Except... during the first week of the kids being home: I was interrupted several times (and have since reminded them that they need to knock before entering any closed door in our home); no messes were cleaned up (on Friday there were wet towels on the floor, food was all over the counter and two kids were sitting on our leather couch in wet swim trunks for a good part of the afternoon); no "be quiet" rules were followed (I had a horde of screaming, water-fighting kids right outside my office window for a good part of Friday's work-day); and the "no friends over" policy lasted all of 12 hours - three kids spent the night during my first week home with my step-kids.

To say I've been frustrated is a severe understatement.  I'm not frustrated with the children; they are doing what they're allowed to do... break rules, disregard what I say/request, and have a fantastic fun summer break.  I am, however, very frustrated with their dad, who it seems has allowed all of this to happen (at no consequence to him, I might add).  He does not have to stay home with them and attempt to get work done; he does not have to listen to them fight and argue all day; and best of all, he gets to lessen his interaction with his former wife because he no longer needs to drop off and pick up the children on a daily basis.  It all works out great for him.

When I've voiced my frustration to him this week, and said "I'm concerned about how this was all communicated to me and how it's turned out this week," his response was, "Well, I guess I'm not that cool."

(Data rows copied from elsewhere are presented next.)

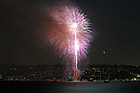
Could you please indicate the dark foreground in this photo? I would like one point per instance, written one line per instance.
(70, 87)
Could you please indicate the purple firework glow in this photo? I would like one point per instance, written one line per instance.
(71, 34)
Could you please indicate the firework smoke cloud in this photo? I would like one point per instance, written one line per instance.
(70, 33)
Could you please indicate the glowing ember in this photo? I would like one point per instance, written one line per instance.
(70, 35)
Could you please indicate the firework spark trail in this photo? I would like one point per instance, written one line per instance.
(70, 35)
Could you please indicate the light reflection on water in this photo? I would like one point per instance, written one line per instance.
(90, 87)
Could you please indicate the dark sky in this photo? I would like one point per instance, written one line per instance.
(116, 24)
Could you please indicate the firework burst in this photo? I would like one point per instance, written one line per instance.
(70, 34)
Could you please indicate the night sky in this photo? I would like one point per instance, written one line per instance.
(115, 23)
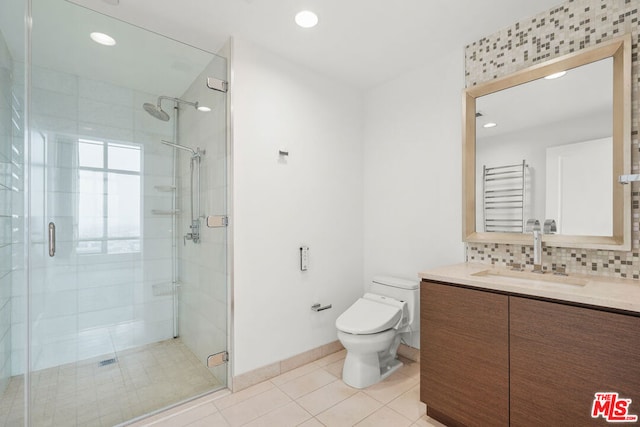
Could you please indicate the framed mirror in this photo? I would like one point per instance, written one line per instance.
(551, 149)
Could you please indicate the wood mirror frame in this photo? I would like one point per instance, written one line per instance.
(620, 50)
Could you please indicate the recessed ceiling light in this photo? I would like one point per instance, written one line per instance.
(555, 75)
(306, 19)
(103, 39)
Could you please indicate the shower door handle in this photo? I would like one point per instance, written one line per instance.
(52, 239)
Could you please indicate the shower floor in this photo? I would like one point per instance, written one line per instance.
(109, 390)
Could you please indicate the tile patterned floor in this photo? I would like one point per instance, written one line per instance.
(311, 395)
(89, 393)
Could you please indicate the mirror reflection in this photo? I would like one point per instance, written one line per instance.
(544, 150)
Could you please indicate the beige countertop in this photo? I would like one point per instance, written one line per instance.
(620, 294)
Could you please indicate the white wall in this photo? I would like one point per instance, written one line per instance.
(412, 171)
(312, 197)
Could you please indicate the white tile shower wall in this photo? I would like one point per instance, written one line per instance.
(202, 267)
(567, 28)
(92, 305)
(313, 197)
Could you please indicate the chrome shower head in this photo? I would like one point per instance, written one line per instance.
(156, 111)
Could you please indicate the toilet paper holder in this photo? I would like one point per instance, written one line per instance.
(318, 307)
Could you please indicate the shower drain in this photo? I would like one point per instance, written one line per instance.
(107, 362)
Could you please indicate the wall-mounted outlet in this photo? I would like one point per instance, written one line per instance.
(304, 258)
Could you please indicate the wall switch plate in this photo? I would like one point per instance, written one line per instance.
(304, 258)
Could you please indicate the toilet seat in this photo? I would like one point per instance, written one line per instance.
(366, 317)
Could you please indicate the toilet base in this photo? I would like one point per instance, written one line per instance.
(363, 370)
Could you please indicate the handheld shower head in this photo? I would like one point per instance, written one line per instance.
(156, 111)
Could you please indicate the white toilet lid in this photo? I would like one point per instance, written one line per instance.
(368, 317)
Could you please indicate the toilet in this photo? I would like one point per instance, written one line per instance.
(372, 328)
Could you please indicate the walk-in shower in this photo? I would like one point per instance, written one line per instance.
(121, 319)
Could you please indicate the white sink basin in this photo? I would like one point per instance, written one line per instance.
(529, 277)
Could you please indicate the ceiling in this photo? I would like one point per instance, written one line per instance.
(359, 42)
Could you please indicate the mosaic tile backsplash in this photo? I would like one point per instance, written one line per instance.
(567, 28)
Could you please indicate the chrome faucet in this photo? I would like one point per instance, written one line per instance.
(533, 226)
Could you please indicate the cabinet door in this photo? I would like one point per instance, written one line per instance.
(562, 355)
(464, 355)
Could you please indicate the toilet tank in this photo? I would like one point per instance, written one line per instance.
(401, 289)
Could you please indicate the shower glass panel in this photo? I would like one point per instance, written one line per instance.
(114, 313)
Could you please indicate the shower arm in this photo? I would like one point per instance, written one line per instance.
(194, 153)
(177, 101)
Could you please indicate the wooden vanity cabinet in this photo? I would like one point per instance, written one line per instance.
(561, 355)
(494, 359)
(464, 340)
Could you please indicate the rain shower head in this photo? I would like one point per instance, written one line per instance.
(156, 111)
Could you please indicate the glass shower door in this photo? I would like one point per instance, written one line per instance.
(110, 273)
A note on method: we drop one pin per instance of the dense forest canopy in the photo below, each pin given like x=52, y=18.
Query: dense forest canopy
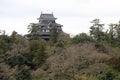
x=84, y=57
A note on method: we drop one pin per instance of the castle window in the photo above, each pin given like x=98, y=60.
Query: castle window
x=47, y=30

It certainly doesn't rectify my concerns or help me feel more like we're a team.

Ok, so I understand that all of this stems from me being a step-mom and not a bio-mom to these kids.  However, even if I were their bio-mom, I doubt it would be considered ideal to have 3 rambunctious kids (AND their friends) in my work environment every day.

I have repeatedly quoted Frank Costanza this week: "Serenity NOW!"

I know (hope) it will get better, and that this frustration is just a part of me adjusting to my new routine and new responsibility.  But let me tell you, the thought of running away (or at the minimum, getting in the car and driving in any one direction for a very very long time) has been very appealing!